A sonic boom has been heard across north Cornwall and neighbouring Devon.

Residents in the Bude area in Cornwall started saying on social media at about 12:15 GMT that they heard "a big bang", an "explosion" or "rumblings".

The noise was heard more than 14 miles (23km) away in Bradworthy, Devon, with people saying buildings shook and one thinking "it was an earthquake".

The RAF said it was caused by F-35 Lightning aircraft training about 25 miles (40km) offshore.

image captionPeople in Bude and other areas which heard the bang said buildings shook

Helen Wilkins, from Bude, told the BBC: "We thought a large bird had hit the window, as all the birds in the garden took off."

She added that there was "lots of noise from a jet in the area for half an hour afterwards".

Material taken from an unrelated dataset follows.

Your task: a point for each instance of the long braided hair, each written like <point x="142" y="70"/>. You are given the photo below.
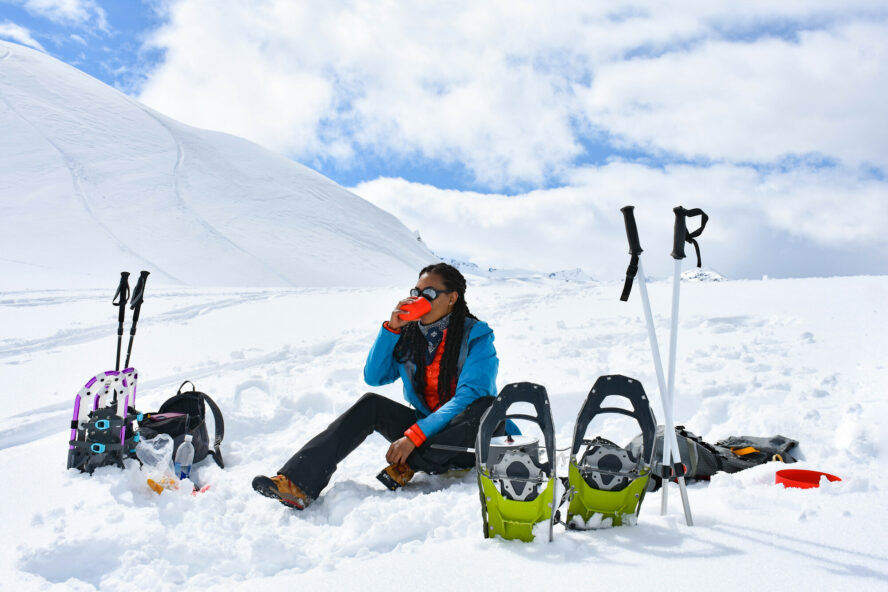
<point x="412" y="345"/>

Another commentator on Twitter, Bert Littleman, from Holsworthy, said that "planes seemed to be going around in large loops after the bang" and he saw them "heading Bude way at very high speed a while after".

The BBC is not responsible for the content of external sites.View original tweet on Twitter
The BBC is not responsible for the content of external sites.View original tweet on Twitter

The RAF said the aircraft were "completing operational training" inside a "supersonic offshore range area".

It said such events were usually "sufficiently far out to sea to not cause sonic booms to be heard... under normal environmental conditions".

However, it added that "climatic conditions... may have been a factor" in it being heard so far inland.

It said "any inconvenience caused to local residents is regretted".

What causes a sonic boom?

When an aircraft approaches the speed of sound, the air in front of the nose of the plane builds up a pressure front because it has "nowhere to escape", said Dr Jim Wild of Lancaster University.

A sonic boom happens when that air "escapes", creating a ripple effect which can be heard on the ground as a loud thunderclap.

The speed of sound varies. It is about 770mph (1,200km/h) at sea level, but slower at higher altitudes. A plane flying at 30,000ft would reach the speed of sound at about 675mph (1,085km/h), according to NASA's educational website.

It can be heard over such a large area because it moves with the plane, rather like the wake of a boat spreading out behind the vessel.

RAF jets are only given permission to go supersonic over populated areas in emergencies, usually when they are required to intercept another aircraft.